I am having trouble getting a WESTPA simulation of mine to run. On my first submission to the queue system, the simulation ran without any issues and exited normally as the queue time expired. Resubmitting the simulation, I get the following error:
exception caught; shutting down
-- ERROR 2015-10-26 15:22:08,434 PID 19211 TID 47435852512768
from logger "w_run"
at location /gscratch3/lchong/ajd98/apps/westpa_8.25.15/westpa/lib/cmds/w_run.py:73 [<module>()]
::
Traceback (most recent call last):
File "/gscratch3/lchong/ajd98/apps/westpa_8.25.15/westpa/lib/cmds/w_run.py", line 65, in <module>
sim_manager.run()
File "/gscratch3/lchong/ajd98/apps/westpa_8.25.15/westpa/src/west/sim_manager.py", line 643, in run
self.propagate()
File "/gscratch3/lchong/ajd98/apps/westpa_8.25.15/westpa/src/west/sim_manager.py", line 501, in propagate
self.data_manager.update_segments(self.n_iter, incoming)
File "/gscratch3/lchong/ajd98/apps/westpa_8.25.15/westpa/src/west/data_manager.py", line 915, in update_segments
dset.id.write(source_sel, dest_sel, auxdataset)

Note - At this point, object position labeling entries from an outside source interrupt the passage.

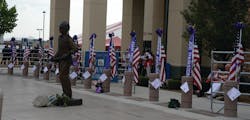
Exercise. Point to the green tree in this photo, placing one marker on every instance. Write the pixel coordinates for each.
(8, 17)
(214, 21)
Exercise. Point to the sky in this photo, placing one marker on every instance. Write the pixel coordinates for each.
(30, 17)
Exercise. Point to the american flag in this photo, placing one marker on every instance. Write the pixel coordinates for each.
(236, 63)
(131, 49)
(13, 51)
(196, 68)
(158, 51)
(51, 51)
(92, 51)
(163, 59)
(40, 51)
(26, 54)
(136, 58)
(112, 60)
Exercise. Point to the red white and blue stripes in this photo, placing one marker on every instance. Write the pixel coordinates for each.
(196, 68)
(236, 62)
(92, 51)
(162, 67)
(135, 63)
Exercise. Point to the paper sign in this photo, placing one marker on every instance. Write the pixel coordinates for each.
(233, 93)
(22, 66)
(86, 75)
(45, 69)
(11, 65)
(34, 68)
(73, 75)
(215, 88)
(156, 83)
(103, 77)
(57, 71)
(184, 87)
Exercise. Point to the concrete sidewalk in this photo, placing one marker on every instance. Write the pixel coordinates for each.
(19, 92)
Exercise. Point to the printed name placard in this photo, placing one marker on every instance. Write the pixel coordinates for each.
(184, 87)
(156, 83)
(73, 75)
(86, 75)
(57, 71)
(34, 68)
(11, 65)
(103, 77)
(45, 69)
(233, 93)
(22, 66)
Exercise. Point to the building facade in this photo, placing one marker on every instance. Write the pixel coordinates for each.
(141, 16)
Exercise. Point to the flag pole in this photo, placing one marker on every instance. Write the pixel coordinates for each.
(159, 33)
(240, 26)
(191, 31)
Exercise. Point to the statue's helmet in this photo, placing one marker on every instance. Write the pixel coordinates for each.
(64, 26)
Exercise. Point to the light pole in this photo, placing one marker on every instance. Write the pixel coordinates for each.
(39, 30)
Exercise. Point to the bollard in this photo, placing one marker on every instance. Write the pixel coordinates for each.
(1, 103)
(88, 81)
(106, 83)
(26, 68)
(127, 89)
(186, 98)
(230, 107)
(10, 70)
(37, 70)
(153, 93)
(46, 74)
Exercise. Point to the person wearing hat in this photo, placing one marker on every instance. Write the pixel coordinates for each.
(63, 56)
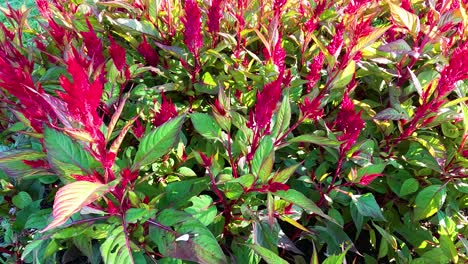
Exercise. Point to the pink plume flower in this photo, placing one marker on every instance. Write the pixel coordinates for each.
(349, 122)
(214, 16)
(314, 71)
(93, 46)
(118, 55)
(82, 97)
(149, 54)
(266, 103)
(192, 27)
(311, 108)
(166, 111)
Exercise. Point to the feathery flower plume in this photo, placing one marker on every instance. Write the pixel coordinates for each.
(192, 27)
(149, 54)
(166, 111)
(214, 16)
(349, 122)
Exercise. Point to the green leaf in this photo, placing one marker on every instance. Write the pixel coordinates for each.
(202, 209)
(72, 197)
(261, 153)
(67, 156)
(194, 242)
(409, 186)
(283, 175)
(21, 200)
(450, 130)
(429, 201)
(391, 114)
(345, 76)
(448, 247)
(301, 200)
(11, 162)
(283, 118)
(398, 46)
(158, 142)
(114, 249)
(313, 139)
(206, 125)
(140, 26)
(367, 206)
(133, 215)
(268, 256)
(388, 237)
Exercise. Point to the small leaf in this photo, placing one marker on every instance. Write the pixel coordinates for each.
(206, 125)
(283, 117)
(283, 176)
(398, 47)
(429, 201)
(72, 197)
(450, 130)
(202, 209)
(21, 200)
(114, 250)
(345, 76)
(409, 186)
(301, 200)
(390, 114)
(66, 156)
(268, 256)
(158, 142)
(367, 40)
(367, 206)
(261, 153)
(388, 237)
(313, 139)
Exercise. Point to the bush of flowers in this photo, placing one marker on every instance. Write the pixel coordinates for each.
(248, 131)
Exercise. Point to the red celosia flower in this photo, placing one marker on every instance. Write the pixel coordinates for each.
(349, 122)
(214, 16)
(311, 108)
(266, 103)
(337, 41)
(149, 54)
(118, 55)
(166, 111)
(206, 161)
(37, 164)
(278, 7)
(82, 97)
(93, 46)
(455, 71)
(367, 179)
(277, 186)
(94, 177)
(138, 129)
(279, 55)
(192, 27)
(314, 71)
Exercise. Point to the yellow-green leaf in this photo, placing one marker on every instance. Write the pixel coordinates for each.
(405, 19)
(72, 197)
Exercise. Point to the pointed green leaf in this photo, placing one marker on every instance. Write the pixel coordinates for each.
(158, 142)
(206, 125)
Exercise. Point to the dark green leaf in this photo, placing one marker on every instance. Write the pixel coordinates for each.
(158, 142)
(367, 206)
(206, 125)
(429, 201)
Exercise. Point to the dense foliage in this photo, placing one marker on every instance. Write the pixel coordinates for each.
(223, 131)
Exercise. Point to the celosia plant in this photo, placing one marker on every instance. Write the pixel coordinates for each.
(221, 131)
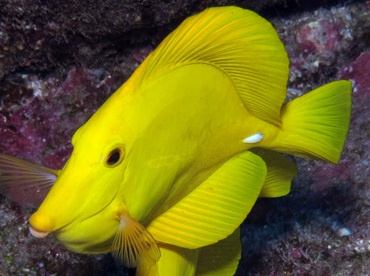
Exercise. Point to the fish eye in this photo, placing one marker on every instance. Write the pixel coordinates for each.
(115, 157)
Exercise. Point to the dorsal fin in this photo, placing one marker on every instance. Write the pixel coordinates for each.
(241, 44)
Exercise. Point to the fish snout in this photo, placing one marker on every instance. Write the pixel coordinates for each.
(41, 225)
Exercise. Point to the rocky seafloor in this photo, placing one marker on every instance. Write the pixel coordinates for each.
(58, 65)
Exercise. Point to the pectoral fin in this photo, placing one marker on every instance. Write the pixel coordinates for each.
(25, 182)
(216, 207)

File "h5d.pyx", line 219, in h5py.h5d.DatasetID.write (h5py/h5d.c:2936)
File "_proxy.pyx", line 132, in h5py._proxy.dset_rw (h5py/_proxy.c:1585)
File "_proxy.pyx", line 93, in h5py._proxy.H5PY_H5Dwrite (h5py/_proxy.c:1334)

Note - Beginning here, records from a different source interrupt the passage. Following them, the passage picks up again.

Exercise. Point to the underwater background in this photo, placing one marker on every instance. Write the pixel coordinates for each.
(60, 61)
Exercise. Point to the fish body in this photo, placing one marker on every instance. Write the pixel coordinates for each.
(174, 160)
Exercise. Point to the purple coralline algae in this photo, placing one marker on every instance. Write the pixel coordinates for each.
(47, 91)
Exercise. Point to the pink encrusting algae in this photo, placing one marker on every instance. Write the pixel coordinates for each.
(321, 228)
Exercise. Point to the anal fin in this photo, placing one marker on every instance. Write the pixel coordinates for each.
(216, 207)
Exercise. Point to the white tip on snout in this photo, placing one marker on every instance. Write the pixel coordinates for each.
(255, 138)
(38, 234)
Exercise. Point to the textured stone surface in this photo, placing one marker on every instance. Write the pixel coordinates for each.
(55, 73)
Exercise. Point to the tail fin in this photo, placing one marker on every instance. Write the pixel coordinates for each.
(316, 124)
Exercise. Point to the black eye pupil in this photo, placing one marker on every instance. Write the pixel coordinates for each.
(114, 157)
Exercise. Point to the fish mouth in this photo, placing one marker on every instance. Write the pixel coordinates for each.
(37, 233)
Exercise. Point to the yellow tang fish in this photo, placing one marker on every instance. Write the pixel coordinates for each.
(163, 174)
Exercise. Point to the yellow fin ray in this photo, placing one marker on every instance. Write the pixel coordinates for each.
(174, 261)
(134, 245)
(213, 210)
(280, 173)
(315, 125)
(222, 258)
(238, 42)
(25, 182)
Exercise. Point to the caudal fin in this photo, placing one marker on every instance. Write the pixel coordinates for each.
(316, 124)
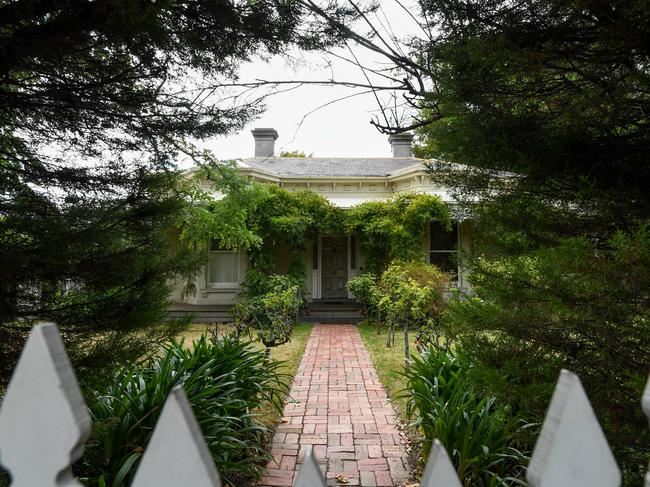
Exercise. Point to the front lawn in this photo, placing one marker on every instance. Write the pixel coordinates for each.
(389, 362)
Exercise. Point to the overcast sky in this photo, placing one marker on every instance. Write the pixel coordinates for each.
(341, 129)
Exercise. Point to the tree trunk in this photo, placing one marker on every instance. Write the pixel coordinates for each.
(378, 321)
(406, 345)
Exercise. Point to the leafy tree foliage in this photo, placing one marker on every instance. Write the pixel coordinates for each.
(540, 109)
(394, 229)
(96, 99)
(258, 218)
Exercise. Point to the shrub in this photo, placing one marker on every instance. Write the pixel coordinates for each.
(225, 382)
(272, 313)
(365, 289)
(475, 430)
(411, 296)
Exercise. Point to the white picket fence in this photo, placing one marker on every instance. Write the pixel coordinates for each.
(44, 425)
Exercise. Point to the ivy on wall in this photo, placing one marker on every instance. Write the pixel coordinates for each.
(261, 218)
(394, 229)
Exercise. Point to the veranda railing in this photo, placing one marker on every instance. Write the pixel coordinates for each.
(44, 425)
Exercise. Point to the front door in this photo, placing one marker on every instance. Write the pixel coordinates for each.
(334, 267)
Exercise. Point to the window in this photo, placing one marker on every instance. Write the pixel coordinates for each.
(223, 266)
(443, 247)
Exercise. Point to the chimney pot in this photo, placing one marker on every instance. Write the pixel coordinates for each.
(264, 141)
(401, 144)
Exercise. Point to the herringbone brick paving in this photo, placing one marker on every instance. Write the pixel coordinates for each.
(342, 410)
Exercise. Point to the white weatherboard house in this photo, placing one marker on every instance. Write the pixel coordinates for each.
(334, 259)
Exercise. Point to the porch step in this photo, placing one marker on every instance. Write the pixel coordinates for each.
(201, 313)
(344, 311)
(347, 311)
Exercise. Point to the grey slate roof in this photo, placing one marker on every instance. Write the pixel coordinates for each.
(332, 166)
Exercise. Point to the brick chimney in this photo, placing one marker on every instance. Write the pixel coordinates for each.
(264, 141)
(401, 144)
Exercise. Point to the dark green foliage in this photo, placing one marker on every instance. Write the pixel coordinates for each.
(475, 430)
(394, 229)
(271, 310)
(556, 91)
(260, 218)
(364, 288)
(96, 101)
(544, 107)
(575, 304)
(226, 382)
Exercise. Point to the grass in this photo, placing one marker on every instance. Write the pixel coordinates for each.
(290, 354)
(389, 362)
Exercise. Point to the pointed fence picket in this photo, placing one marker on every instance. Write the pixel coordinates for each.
(44, 425)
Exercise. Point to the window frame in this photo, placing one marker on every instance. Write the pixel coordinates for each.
(225, 284)
(450, 252)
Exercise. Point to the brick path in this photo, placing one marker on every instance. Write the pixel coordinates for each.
(343, 411)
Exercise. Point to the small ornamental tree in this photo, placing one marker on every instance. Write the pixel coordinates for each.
(412, 296)
(394, 229)
(365, 289)
(271, 313)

IOError: Can't write data (Inflate() failed)
The simulation runs long enough for one segment to complete; after returning data, it looks like WESTPA tries to write the data to disk using h5py, but fails. Interestingly, the error does not occur with the serial work-manager (letting WESTPA run about 25 segments; finishing the iteration in serial mode would take quite a long time). However, it does occur with both ZMQ and the "processes" work manager. I have attached a log file from WESTPA run in debug mode using the processes work-manager. My WESTPA install includes the ZMQ work-manager rewrite; it gives the version as "WEST version 1.0.0 beta," and I downloaded it on 8/25/15.
Here are some links that I have been reading through, where other people have similar problems (not related to WESTPA):
Some of these sources lead me to believe the error could be related to a bug in H5py. In any case, I will keep reading about how I may solve this. Any help is appreciated.